The order will be effective on April 24, according to a Federal Register notice.
The move cuts short a two-year "parole" granted to the migrants under former president Joe Biden that allowed them to enter the country by air if they had US sponsors.
Trump, a Republican, took steps to ramp up immigration enforcement after taking office, including a push to deport record numbers of migrants in the US illegally.
He has argued that the legal entry parole programs launched under his Democratic predecessor overstepped the boundaries of federal law and called for their termination in a January 20 executive order.
Trump said on March 6 that he would decide "very soon" whether to strip the parole status from some 240,000 Ukrainians who fled to the US during the conflict with Russia.

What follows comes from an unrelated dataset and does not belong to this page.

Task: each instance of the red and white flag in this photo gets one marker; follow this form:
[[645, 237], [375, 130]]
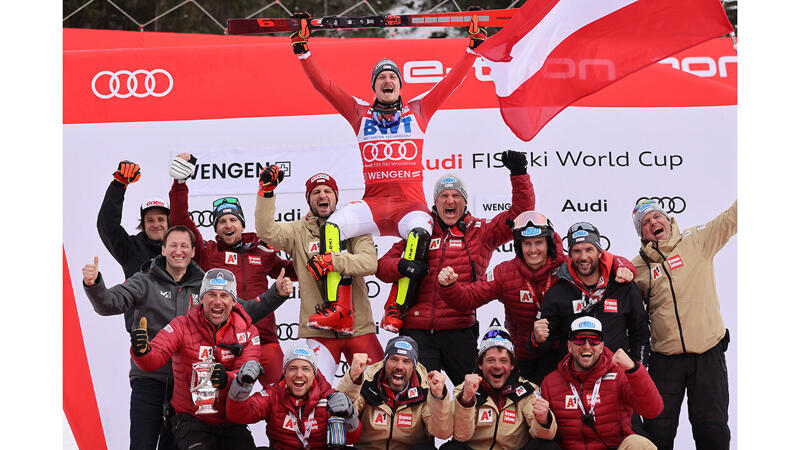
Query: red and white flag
[[555, 52]]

Biden launched a parole entry program for Venezuelans in 2022 and expanded it to Cubans, Haitians and Nicaraguans in 2023 as his administration grappled with high levels of illegal immigration from those nationalities.

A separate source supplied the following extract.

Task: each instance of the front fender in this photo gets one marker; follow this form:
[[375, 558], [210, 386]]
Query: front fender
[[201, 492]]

The Trump administration's decision to strip the legal status from half a million migrants could make many vulnerable to deportation if they choose to remain in the US. It remains unclear how many who entered the US on parole now have another form of protection or legal status.
Meanwhile, a US judge who temporarily blocked Trump's administration from deporting alleged Venezuelan gang members under a 1798 law says government lawyers have been "intemperate and disrespectful" in court filings, as he weighs whether officials violated the order.
Washington-based District Judge James Boasberg told a hearing he could not recall ever having heard government lawyers address him in the way the administration had in this case.
Boasberg has ordered Justice Department officials to explain why he should not find that they violated the March 15 order by failing to return two planes carrying the deportees that landed in El Salvador - where the migrants are being held - after he issued his ruling.
Trump has said he would not defy any court orders. Speaking to reporters on Friday, Trump said his administration has the authority to "get bad people out of our country".
At the hearing, Boasberg said he was considering modifying the block to allow for deporting anyone who admitted they were members of the gang. He did not make a final decision at the hearing.